There are many downsides. Labs with more students and funding can devote their efforts to immediately dissecting and extending my work. This can mean that they advance the methodology before I, the original creator, have a chance to finalize the work and write about it. By keeping the code private for some time after publication, I have a chance to work on these extensions without having to compete against others. Another downside is needing to support the code. Someone will inevitably run into problems running the code on their system, no matter how well the code is written and documented. Troubleshooting those issues eats into my time that could be spent elsewhere on more fruitful endeavors.
That being said, I ultimately do release code for many of my conference and journal papers. I release it for almost all of my methods papers at least a few months to a year after publication. I do not release code for systems papers, however. This is partly because fewer people are likely to use code from a systems paper, which is catered toward a very specific application, than a methods paper, which is more general and can be used for many applications. Moreover, the frameworks described in systems papers are usually intimately tied to a particular grant or series of grants. If you make an underlying simulator available, then other researchers can more easily compete against you for future grants from that program manager.
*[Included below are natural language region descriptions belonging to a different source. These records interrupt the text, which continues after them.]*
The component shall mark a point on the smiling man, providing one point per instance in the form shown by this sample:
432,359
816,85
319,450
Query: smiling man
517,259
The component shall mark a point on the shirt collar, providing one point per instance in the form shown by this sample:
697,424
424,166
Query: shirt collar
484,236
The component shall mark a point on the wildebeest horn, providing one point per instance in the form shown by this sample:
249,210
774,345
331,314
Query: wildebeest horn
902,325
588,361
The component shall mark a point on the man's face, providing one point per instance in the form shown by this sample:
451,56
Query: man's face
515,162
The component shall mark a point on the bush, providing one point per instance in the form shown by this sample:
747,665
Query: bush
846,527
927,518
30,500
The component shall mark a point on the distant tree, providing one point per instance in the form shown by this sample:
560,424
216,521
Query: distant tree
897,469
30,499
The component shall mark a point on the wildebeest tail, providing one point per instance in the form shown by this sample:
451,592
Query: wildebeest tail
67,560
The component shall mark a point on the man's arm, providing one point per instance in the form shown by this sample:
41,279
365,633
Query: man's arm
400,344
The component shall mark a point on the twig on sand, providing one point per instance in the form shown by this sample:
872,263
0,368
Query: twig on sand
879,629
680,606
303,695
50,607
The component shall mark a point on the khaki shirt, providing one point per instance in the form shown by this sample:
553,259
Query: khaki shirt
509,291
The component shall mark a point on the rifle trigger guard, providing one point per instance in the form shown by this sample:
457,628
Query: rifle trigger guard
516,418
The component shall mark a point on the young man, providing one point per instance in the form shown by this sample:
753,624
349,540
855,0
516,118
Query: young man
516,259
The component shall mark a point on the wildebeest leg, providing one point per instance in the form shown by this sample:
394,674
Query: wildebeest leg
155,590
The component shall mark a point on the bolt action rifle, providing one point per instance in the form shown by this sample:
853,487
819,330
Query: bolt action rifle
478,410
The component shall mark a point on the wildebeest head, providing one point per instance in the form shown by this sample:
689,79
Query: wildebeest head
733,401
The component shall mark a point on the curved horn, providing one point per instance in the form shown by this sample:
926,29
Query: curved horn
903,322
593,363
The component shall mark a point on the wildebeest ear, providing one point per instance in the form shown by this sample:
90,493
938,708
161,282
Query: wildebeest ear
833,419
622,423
AI is an attempt to mimic the human thought process
This is no more true than claiming that the Boeing 747 was designed to mimic a hummingbird's flight process.
You're assuming that the goal is to come to the same (correct) result each time, but with lots of AI programs the goal is to come up with *some* correct result each time, and their use case is generally in places where you can't define one particular result as correct, though you may be able to define a lot of results as wrong, e.g., finish the sentence
"My love is like..."
Clearly one possible answer is " a red, red, rose", and clearly " a rutabaga" would need a strange context to be a correct answer. But how would you evaluate " a willow wand"? Many would think that a fine continuation. (I've never been sure why "a red, red, rose" is accepted as a reasonable answer, but Robert Burns wasn't wrong about it being a good completion. And Google gives lots of other weird completions that are also accepted as reasonable, at least in some contexts. ["a candle"???])
This kind of problem doesn't have a correct answer, just wrong ones and a bunch of varying acceptability. And what answers are acceptable can depend a lot on context.
(Please note, the prior paragraph is the description of the variety of problem. Complete the sentence was an example, not a defining epitomization. But its the one that came to mind, and it was easy to describe.)
I think we've pushed this "anyone can grow up to be president" thing too far.